China has poured billions into its military-run space program, with hopes of having a crewed space station by 2022 and of eventually sending humans to the moon.
The mission’s goal is to shovel up lunar rocks and soil to help scientists learn about the moon’s origins, formation and volcanic activity on its surface.
Photo: EPA-EFE
State TV footage of the launch showed the rocket blasting off into the night sky and carrying the Chang’e 5 probe — named for the Chinese moon goddess — with huge clouds of smoke billowing out underneath.
The 8-tonne spacecraft took off at 4:30am at the Wenchang Space Center on Hainan Island.
Crowds watched the launch from the beach on the tropical Chinese island, holding mobile phones aloft to film as the rocket blasted into the sky.
The original mission, planned for 2017, was delayed due to an engine failure in the Long March 5 rocket.
If successful, China would be only the third country to have retrieved samples from the moon, following the US and the Soviet Union in the 1960s and 1970s.
The Chinese probe is to collect 2kg of surface material in a previously unexplored area known as Oceanus Procellarum — or “Ocean of Storms” — which consists of a vast lava plain, the science journal Nature said.
The probe is expected to land late this month and collect material during one lunar day — equivalent to about 14 Earth days.
The samples are then to be returned to Earth in a capsule programmed to land in northern China’s Inner Mongolia region early next month, NASA said.
The mission is technically challenging and involves several innovations not seen during previous attempts at collecting moon rocks, said Jonathan McDowell, an astronomer at the Harvard-Smithsonian Center for Astrophysics.
“The US never did a robotic sample return.
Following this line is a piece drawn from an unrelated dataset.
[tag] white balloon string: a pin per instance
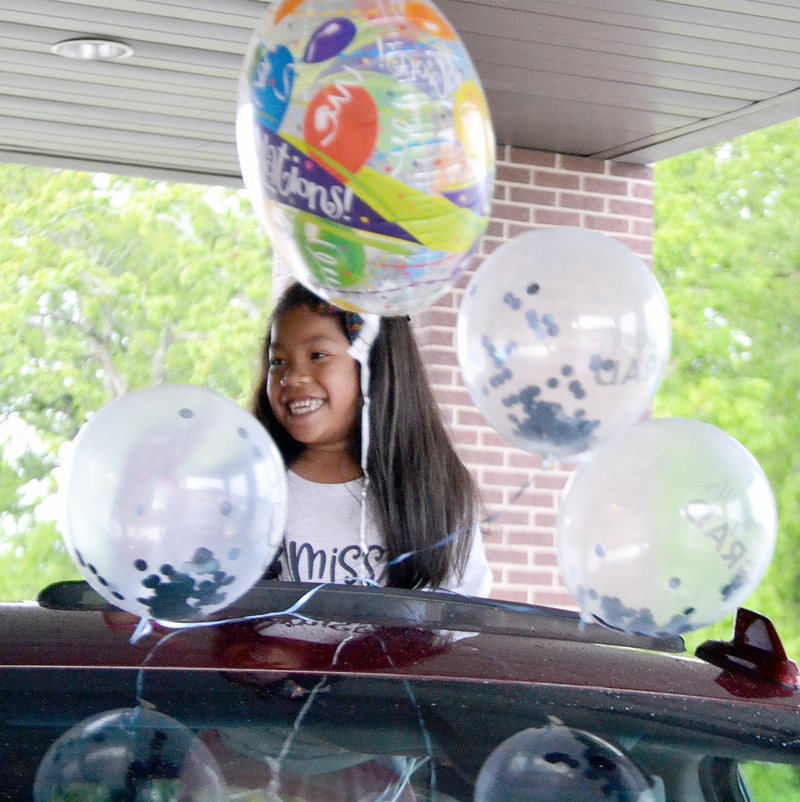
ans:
(360, 351)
The Soviet one was very limited and could only land at certain restricted spots,” McDowell said.
“China’s system will be the most flexible and capable robotic sample return system yet,” he added.
A Chinese lunar rover landed on the far side of the Moon in January last year, in a global first that boosted Beijing’s aspirations to become a space superpower.
It was the second Chinese probe to land on the moon, following the Yutu, or “Jade Rabbit,” rover mission in 2013.